Hierarchical clustering, also known as hierarchical cluster analysis, is an algorithm that groups similar objects into groups called clusters. The endpoint is a set of clusters, where each cluster is distinct from each other cluster, and the objects within each cluster are broadly similar to each other.
Chameleon is a hierarchical clustering algorithm that uses dynamic modeling to decide the similarity among pairs of clusters. It was changed based on the observed weaknesses of two hierarchical clustering algorithms such as ROCK and CURE.
ROCK and related designs emphasize cluster interconnectivity while neglecting data regarding cluster proximity.

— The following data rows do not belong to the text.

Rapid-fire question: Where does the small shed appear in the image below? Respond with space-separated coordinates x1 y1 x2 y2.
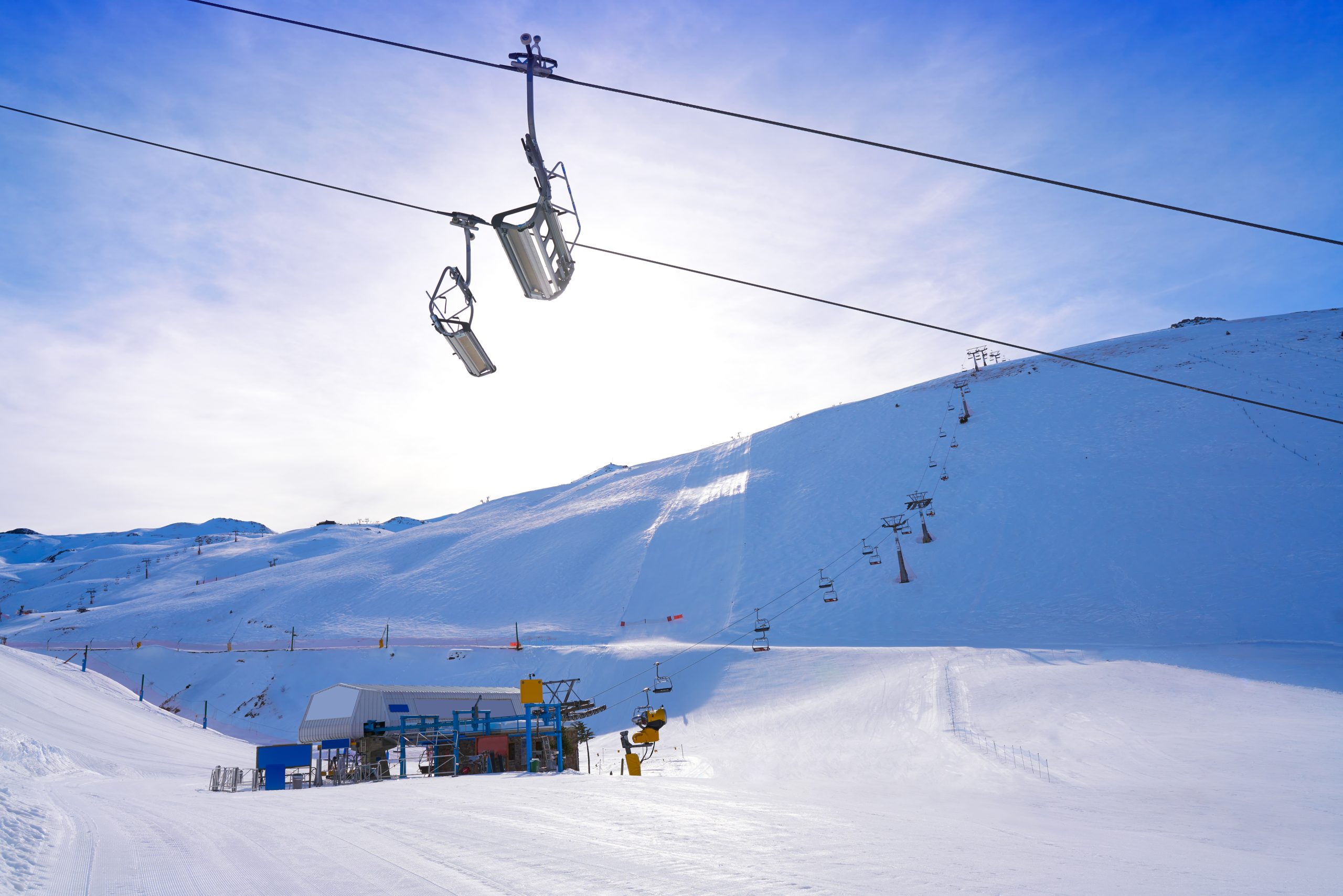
298 684 523 744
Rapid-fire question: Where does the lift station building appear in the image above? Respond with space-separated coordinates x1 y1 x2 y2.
298 681 578 775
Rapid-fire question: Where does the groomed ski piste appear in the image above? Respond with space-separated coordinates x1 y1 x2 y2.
0 311 1343 893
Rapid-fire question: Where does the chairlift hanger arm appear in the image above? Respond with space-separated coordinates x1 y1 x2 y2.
187 0 1343 246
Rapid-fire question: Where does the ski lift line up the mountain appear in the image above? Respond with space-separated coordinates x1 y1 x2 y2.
592 527 881 700
0 105 1343 426
187 0 1343 246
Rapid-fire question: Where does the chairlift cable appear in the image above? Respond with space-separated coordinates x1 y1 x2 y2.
575 243 1343 426
594 548 890 708
590 527 881 700
0 101 1343 426
0 103 451 216
176 0 1343 246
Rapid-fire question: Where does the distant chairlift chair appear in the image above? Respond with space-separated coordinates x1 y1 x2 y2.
490 34 583 300
653 662 672 693
816 570 839 603
426 212 497 376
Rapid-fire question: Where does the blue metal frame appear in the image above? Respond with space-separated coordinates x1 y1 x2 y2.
364 702 564 778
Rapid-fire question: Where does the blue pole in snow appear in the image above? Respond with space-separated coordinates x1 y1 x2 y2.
523 702 532 772
555 707 564 775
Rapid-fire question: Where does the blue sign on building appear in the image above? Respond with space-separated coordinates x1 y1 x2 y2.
257 744 313 790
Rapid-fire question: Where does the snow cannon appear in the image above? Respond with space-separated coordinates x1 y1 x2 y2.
621 731 643 778
630 707 667 744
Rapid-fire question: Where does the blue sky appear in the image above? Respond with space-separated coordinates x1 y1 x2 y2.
0 0 1343 532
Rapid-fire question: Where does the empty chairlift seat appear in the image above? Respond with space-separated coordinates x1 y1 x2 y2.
490 197 573 300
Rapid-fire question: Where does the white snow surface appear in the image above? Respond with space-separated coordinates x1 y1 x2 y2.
0 311 1343 893
0 647 1343 896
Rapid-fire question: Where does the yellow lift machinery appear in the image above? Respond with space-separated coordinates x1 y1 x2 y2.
621 688 667 776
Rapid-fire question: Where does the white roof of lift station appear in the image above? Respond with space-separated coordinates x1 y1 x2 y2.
298 684 523 744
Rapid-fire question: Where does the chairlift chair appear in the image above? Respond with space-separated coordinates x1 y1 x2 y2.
490 34 583 300
816 570 839 603
653 662 672 693
426 212 497 376
630 688 653 728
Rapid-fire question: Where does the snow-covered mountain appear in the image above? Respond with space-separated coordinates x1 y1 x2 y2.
0 311 1343 731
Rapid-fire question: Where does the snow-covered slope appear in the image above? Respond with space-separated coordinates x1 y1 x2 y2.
0 647 1343 896
0 311 1343 732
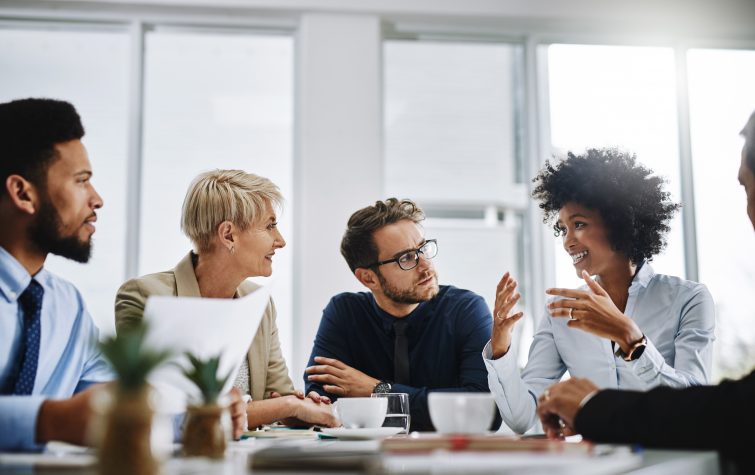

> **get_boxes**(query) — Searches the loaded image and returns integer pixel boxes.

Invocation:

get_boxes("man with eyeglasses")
[305,198,500,430]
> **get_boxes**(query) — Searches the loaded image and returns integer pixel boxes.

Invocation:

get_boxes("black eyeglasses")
[367,239,438,270]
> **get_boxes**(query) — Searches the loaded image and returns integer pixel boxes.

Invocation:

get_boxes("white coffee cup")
[333,397,388,429]
[427,392,495,434]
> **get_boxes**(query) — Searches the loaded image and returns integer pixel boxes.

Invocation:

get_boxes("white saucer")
[320,427,403,440]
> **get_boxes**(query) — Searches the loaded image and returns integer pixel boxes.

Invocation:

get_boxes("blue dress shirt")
[482,263,716,433]
[304,285,492,430]
[0,247,113,450]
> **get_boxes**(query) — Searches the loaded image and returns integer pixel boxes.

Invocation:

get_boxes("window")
[546,44,685,287]
[0,28,129,334]
[139,29,293,360]
[687,49,755,378]
[384,40,527,350]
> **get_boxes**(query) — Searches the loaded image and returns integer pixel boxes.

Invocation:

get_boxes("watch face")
[372,381,391,394]
[630,345,647,361]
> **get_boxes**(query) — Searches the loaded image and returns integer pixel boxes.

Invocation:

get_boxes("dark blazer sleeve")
[574,372,755,465]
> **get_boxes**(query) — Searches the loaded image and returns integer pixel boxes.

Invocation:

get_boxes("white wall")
[289,14,382,386]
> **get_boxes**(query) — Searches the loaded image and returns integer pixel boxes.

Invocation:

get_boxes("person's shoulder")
[328,292,375,308]
[37,270,96,330]
[118,270,176,295]
[433,285,490,319]
[435,285,485,302]
[35,270,84,307]
[651,274,709,294]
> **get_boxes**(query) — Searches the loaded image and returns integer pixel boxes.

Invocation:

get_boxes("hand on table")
[270,389,331,404]
[36,384,106,445]
[537,378,598,439]
[306,356,380,397]
[228,388,247,440]
[490,272,524,359]
[545,270,642,353]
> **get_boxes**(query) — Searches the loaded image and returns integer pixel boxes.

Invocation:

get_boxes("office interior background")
[0,0,755,387]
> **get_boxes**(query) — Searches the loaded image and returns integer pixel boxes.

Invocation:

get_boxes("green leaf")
[183,353,231,404]
[100,322,172,392]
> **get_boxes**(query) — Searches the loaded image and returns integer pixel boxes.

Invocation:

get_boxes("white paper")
[144,287,270,414]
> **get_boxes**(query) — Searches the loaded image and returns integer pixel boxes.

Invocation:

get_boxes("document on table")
[144,287,270,414]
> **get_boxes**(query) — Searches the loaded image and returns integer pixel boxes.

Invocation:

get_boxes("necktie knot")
[393,320,406,336]
[2,279,45,396]
[18,279,45,320]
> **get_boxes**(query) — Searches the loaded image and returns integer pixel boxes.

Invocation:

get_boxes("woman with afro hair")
[483,149,715,433]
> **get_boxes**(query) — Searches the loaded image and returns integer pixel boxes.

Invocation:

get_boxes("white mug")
[333,397,388,429]
[427,392,496,434]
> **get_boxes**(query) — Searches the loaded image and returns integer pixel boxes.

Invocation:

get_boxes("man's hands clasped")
[306,356,380,397]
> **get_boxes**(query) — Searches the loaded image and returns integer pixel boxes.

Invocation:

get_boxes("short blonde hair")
[181,170,283,252]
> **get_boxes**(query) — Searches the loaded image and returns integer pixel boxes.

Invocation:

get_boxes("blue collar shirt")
[482,263,716,433]
[0,247,113,451]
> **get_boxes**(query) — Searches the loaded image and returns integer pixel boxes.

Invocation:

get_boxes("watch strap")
[614,335,648,361]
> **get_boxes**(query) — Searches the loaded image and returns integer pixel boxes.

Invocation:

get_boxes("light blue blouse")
[482,263,716,433]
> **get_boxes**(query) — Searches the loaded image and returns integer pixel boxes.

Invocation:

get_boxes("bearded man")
[304,198,498,430]
[0,99,112,450]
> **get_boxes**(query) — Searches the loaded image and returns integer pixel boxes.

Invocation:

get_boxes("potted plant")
[99,323,171,475]
[183,353,231,458]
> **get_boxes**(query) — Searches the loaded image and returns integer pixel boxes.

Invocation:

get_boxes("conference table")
[0,435,720,475]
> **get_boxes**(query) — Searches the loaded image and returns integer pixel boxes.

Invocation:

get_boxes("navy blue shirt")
[304,285,492,430]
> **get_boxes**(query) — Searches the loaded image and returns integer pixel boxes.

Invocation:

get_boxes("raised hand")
[545,270,642,353]
[490,272,524,359]
[305,356,380,396]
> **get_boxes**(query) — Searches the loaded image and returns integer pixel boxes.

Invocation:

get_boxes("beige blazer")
[115,253,294,401]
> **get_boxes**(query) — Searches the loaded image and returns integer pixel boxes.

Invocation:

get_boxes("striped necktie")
[10,279,45,395]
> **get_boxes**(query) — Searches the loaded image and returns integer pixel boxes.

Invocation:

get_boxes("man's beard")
[28,199,92,263]
[376,270,438,304]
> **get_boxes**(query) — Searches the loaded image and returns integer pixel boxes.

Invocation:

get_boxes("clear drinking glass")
[372,393,410,434]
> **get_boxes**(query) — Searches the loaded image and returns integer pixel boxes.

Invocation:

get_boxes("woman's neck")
[598,261,637,312]
[192,249,244,299]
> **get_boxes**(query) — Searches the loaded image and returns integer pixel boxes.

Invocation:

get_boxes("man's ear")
[354,267,380,290]
[5,175,39,215]
[218,221,236,250]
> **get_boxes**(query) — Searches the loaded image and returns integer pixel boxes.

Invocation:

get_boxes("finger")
[322,384,346,396]
[500,293,522,316]
[545,288,589,299]
[503,312,524,326]
[548,299,588,312]
[304,365,339,374]
[566,319,591,333]
[307,374,344,384]
[582,270,607,295]
[550,308,584,320]
[496,279,519,301]
[315,356,348,369]
[496,271,510,294]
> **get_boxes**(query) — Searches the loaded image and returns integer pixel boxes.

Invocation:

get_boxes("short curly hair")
[532,148,681,264]
[341,198,425,272]
[0,98,84,198]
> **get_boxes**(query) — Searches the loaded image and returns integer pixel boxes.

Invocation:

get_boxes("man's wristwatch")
[372,381,393,394]
[614,335,648,361]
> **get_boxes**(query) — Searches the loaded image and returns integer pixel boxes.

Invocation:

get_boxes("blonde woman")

CURE and related design consider cluster proximity yet neglect cluster interconnectivity. In Chameleon, cluster similarity is assessed depending on how well-connected objects are inside a cluster and on the proximity of clusters. Especially, two clusters are combined if their interconnectivity is high and they are close together.
It does not base on a static, user-supplied model and can automatically adapt to the internal features of the clusters being combined. The merge process supports the discovery of natural and homogeneous clusters and is used for all types of data considering a similarity function can be defined.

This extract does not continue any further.